Sobald die Infrarotmodule nicht mehr ordentlich funktionieren, läuft alles schief. Der Aushärtungsprozess funktioniert nicht mehr richtig, die Dichte des Reibmaterials wird ungleichmäßig – und plötzlich haben Sie eine Menge fehlerhafter Produkte vor sich. Das ist ein Albtraum.
Vermeiden Sie Stromschwankungen
Der eigentliche Kampf findet zwischen dem Heizelement und der Stromversorgung statt.
Die meisten Standardleuchten können diese Belastung nicht bewältigen. Sie versagen nach einer Weile oder verschleißen, wodurch „kalte Stellen“ im Produktionsprozess entstehen. Um das zu verhindern, verwenden wir hochwertige Quarzkapseln sowie Filamente, die mit großer Präzision gewickelt werden. Dadurch bleibt die elektrische Widerstandskraft konstant – die Wärme wandert also nicht ab.
Aber die Hardware allein reicht nicht aus. Wenn die Eingangsspannung schwankt, schwankt auch die Wärme.
Deshalb empfehlen wir, diese Module mit PID-Reglern sowie SCR-Stromreglern zu verwenden. Man kann das als einen „Thermostat auf Steroiden“ betrachten – es überwacht den Produktionsprozess, in dem die Temperaturen ständig ändern, und passt die Stromversorgung in Echtzeit an, damit alles unter Kontrolle bleibt.
Geeignet für schmutzige Bedingungen
Seien wir ehrlich: Bremsbelagsproduktionsanlagen sind sehr schmutzig. Überall fliegen Staub und Metallpartikel herum. Diese Partikel können in die Verbindungen eindringen und Oxidation verursachen. Sobald das passiert, sinkt die Spannung, die Heizung funktioniert nicht mehr richtig – und man ist wieder am Anfang. Wir verwenden dicht verschließbare Verbindungen, um Schmutz fernzuhalten.
Diese Module sind dafür konzipiert, auch unter ständiger Vibration und hohen Temperaturen zu funktionieren. Sie arbeiten einfach weiter.

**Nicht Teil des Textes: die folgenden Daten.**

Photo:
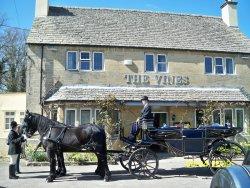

Das Problem – und wie man damit umgeht
Das Problem ist: Die Erzeugung solch hoher Infrarottemperaturen belastet die Elektronik stark. Das ist zwar ideal für 24-Stunden-Betrieb, doch dadurch entsteht viel Abwärmung. Man kann die Kühlung nicht einfach ignorieren. Wenn die Belüftung des Gehäuses nicht ausreicht, schalten sich die Steuergeräte ab – und der kontinuierliche Betrieb endet.
Ein letzter Tipp: Verwenden Sie kabel mit hoher Temperaturbeständigkeit. Dadurch wird verhindert, dass elektromagnetische Störungen die Sensorik beeinträchtigen. Einfach, aber das spart Ihnen später viele Probleme.